We didn’t need heavy math, but we liked thinking about each plan as optimizing a kind of “load function” over semesters, roughly balancing something like
$$\text{difficulty_score}\text{semester} \approx \sum{i} \text{credits}_i \cdot \text{course_weight}_i.$$

What We Learned

Over the hackathon, we learned:

  • Scope is everything. We had to choose a thin but powerful slice: make planning feel intelligent, even if not every edge case is solved.
  • AI is a force multiplier, not a replacement. AI sped up boilerplate (components, hooks, copy), but we still had to make the product decisions, data model, and user experience coherent.
  • Good UX beats raw features.
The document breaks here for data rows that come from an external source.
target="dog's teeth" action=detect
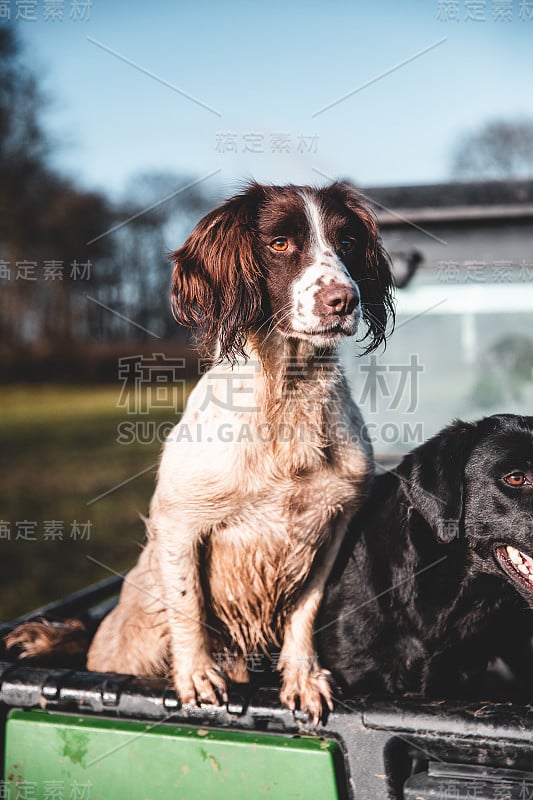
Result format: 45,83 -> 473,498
507,544 -> 522,564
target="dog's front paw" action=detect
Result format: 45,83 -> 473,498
174,660 -> 228,706
280,665 -> 333,725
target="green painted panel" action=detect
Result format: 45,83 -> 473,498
1,710 -> 344,800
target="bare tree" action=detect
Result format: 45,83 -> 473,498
452,118 -> 533,179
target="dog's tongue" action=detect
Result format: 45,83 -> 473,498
520,550 -> 533,573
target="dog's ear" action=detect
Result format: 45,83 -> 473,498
334,183 -> 394,353
393,421 -> 477,544
170,185 -> 261,361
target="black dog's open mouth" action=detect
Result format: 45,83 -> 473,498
494,544 -> 533,594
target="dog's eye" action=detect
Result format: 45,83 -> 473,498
339,236 -> 355,254
270,236 -> 289,253
504,472 -> 526,487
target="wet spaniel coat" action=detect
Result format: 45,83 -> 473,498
6,184 -> 392,719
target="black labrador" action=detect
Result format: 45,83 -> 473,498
315,414 -> 533,700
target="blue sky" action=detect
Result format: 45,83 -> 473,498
14,0 -> 533,194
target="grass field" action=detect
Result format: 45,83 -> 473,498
0,386 -> 189,620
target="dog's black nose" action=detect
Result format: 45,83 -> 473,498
321,284 -> 359,316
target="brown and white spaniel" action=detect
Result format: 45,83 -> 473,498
6,183 -> 393,720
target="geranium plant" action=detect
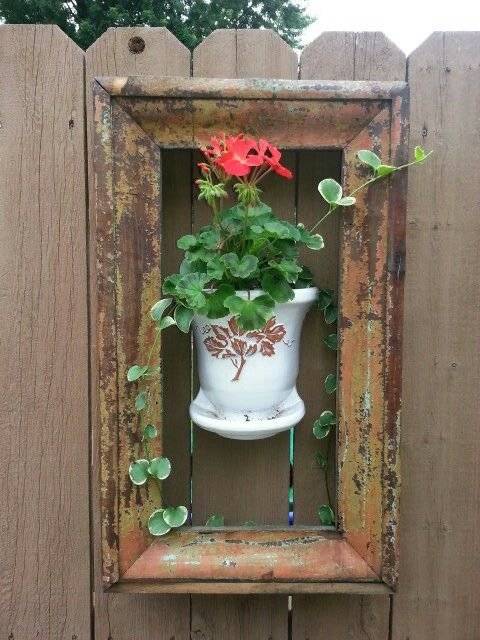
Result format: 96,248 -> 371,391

A clean flow from catalog → cart → plan → advisor is more valuable than throwing in ten disconnected AI tricks.

Challenges We Faced

We hit several challenges along the way:

  • Data modeling under time pressure – deciding how to represent courses, prerequisites, and progress in a way that still allowed “what-if” simulation.
  • Aligning AI behavior with real constraints – keeping generated plans realistic (no impossible schedules, no broken prereq chains) within the time limit.
  • UI complexity – coordinating multiple views (catalog, cart, plan grid, progression flow) without overwhelming the user.
  • 24-hour constraint – continuously deciding what to cut and what absolutely had to ship for the demo.

Despite these constraints, we ended with a working prototype that unifies degree audit, plan ahead, course catalog, and registration into one visual, AI-assisted planner—exactly the kind of tool we wish we’d had when we started our degrees.